“Forgive! What a harsh word from your lips. Pray consider. On your own estimate she owes me two hundred thousand thanks.”
“Arthur, I don’t like you as a cynic. I am old enough to be your mother. Indeed, it was my love for your mother that first led me to take an interest in your welfare, and I should be doing wrong if I hid from you the fact that it nearly broke Rosamund’s heart to throw you over.”
“I trust the lapse of years has healed the fracture,” he said.
Lady Hilbury looked at him in silence for a moment.

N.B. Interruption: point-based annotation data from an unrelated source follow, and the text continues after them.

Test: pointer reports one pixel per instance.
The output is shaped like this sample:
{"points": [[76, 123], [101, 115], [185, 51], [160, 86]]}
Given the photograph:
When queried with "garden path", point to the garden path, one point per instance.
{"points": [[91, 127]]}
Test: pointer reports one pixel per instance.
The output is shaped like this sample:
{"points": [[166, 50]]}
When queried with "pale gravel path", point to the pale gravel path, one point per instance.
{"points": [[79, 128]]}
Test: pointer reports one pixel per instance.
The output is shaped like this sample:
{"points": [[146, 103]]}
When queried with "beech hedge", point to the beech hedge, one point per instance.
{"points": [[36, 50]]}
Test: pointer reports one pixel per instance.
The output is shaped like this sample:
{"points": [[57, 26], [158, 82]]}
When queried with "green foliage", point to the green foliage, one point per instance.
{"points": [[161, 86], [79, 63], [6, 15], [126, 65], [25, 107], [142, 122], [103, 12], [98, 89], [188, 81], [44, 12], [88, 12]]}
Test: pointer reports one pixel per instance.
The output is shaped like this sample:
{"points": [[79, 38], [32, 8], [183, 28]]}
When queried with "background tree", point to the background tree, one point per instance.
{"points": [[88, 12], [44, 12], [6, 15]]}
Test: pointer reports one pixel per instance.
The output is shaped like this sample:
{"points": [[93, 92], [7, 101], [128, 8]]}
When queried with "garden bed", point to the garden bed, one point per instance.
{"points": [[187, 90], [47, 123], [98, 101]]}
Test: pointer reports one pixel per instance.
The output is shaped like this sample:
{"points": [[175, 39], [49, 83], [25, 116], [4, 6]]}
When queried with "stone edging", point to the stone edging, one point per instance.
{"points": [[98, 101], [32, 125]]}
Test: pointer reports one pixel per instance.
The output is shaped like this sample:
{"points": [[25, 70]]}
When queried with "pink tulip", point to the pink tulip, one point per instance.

She remembered the white–faced subaltern who heard, at her hospitable table, that Rosamund Miller had married a wealthy planter at Madeira—married him suddenly, within a month after her departure from the coast.
“Is there another woman?” she asked quietly.
“Not single spies but whole battalions. How I have managed to escape their combined charms all these years is a marvel. Seriously, Lady Hilbury, you would not have me take a wife to my special swamp, and I would not care to leave her in England drawing half my pay. All my little luxuries would vanish at one fell swoop.”
“I would like to see you happy, Arthur, and there is always the possibility of marrying some one who would demand no sacrifices.”
“Is Mrs. Laing out?” he inquired.
“Yes. Of course you want to meet her again?”
“I think not. I don’t mean to be unkind, but the tender recollections I cherish are too dear to be replaced by a fresh set.”